Su queste linee, a Calais, per due anni, il cantiere è stato un luogo di convergenza di saperi, produttore di plusvalore, attraverso una riconciliazione tra il tempo della vita e quello della costruzione. Così, le Ariette entrano alle Channel con i loro animali (un piccolo zoo in scena nelle matinée per le scuole), attivando dinamiche relazionali e nuove forme d’abitare, dentro questo luogo di residenza - con l’allestimento del loro repertorio di spettacoli, declinato lungo l’arco della settimana - e fuori, nello spazio urbano. Nelle vie e nelle piazze cittadine la compagnia sta conducendo un particolare atelier, “Les reves de Calais”, che va incontro alle persone portandosi dietro un letto, dal quale le Ariette iniziano a raccontare i loro sogni, per poi coinvolgere gli spettatori nell’azione, fino a spingerli, come prescritto dal titolo, a farsi narratori dei propri sogni. Da questo esperimento ne uscirà un film – dice Stefano Pasquini, spiegando che la dimensione aperta dell’atelier «permette di fotografare la realtà». L’azione teatrale entra nel ritmo del quotidiano e lo trasforma, attraverso la partecipazione di non-attori e delle loro storie. «E’ un tentativo - sottolinea Pasquini - di costruire uno sguardo istantaneo», su una città di piccole dimensioni (solo centomila abitanti), ma abitata da migliaia di immigrati “in transito”, per i quali Calais, col suo porto e il “futuristico” tunnel sotto la Manica, diviene un limbo doloroso, simile a tante altre zone di confine tra Nord e Sud del mondo (l’apoteosi del concetto è rappresentata forse da Tijuana, in Baja California, estremo nord del Messico, porta d’accesso sugli Stati Uniti del Nord e tomba per migliaia di migranti).
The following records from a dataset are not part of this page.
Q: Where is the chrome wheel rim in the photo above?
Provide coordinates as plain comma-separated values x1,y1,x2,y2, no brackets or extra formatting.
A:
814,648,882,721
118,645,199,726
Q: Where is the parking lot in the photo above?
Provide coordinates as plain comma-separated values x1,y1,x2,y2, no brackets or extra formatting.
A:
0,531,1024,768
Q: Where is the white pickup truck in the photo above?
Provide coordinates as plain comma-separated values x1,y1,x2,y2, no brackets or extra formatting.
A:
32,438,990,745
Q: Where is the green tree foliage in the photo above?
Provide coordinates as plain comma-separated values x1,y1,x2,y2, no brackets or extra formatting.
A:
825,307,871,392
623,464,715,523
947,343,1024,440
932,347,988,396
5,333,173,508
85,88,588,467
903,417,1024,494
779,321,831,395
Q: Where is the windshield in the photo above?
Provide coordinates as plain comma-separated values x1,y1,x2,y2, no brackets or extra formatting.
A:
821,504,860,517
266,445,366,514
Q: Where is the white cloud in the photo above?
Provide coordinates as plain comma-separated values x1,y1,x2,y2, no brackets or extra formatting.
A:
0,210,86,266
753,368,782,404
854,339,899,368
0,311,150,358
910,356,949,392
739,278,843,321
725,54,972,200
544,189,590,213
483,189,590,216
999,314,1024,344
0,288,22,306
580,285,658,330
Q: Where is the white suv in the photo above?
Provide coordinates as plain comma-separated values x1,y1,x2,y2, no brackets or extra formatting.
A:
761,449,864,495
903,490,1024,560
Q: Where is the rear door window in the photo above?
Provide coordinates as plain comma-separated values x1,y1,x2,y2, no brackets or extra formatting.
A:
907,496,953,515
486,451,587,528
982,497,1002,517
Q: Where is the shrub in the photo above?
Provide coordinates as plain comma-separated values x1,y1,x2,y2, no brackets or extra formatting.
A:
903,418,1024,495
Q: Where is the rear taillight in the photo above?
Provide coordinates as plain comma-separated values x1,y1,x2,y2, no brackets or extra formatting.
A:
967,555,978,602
Il linguaggio filmico le Ariette lo frequentano da qualche tempo, hanno già prodotto un affondo sulla figura del calzolaio e stanno ora ultimando il montaggio di un’opera dedicata al fornaio. L’approccio però non vuole essere documentaristico su mestieri ormai quasi spariti, l’intenzione è di lavorare sulla memoria, creando nuova memoria. «Non è solo il racconto di un tempo, di una vita, di un luogo - dice ancora Pasquini – ma è un modo di essere e di abitare il presente». Anche lo sviluppo itinerante dell’atelier è una formula che le Ariette andranno sperimentando nei prossimi mesi, il loro festival “A teatro nelle case” quest’anno diventerà ambulante. Per tre settimane la compagnia girerà con strutture di accampamento che monterà per i paesi della Valle del Samoggia, ospitando gli artisti con i loro spettacoli. La tensione anche lì sarà, come alle Channel di Calais, verso la relazione con il luogo, intervenendo nel tempo e nella vita del paese. Per creare una nuova dimensione quotidiana.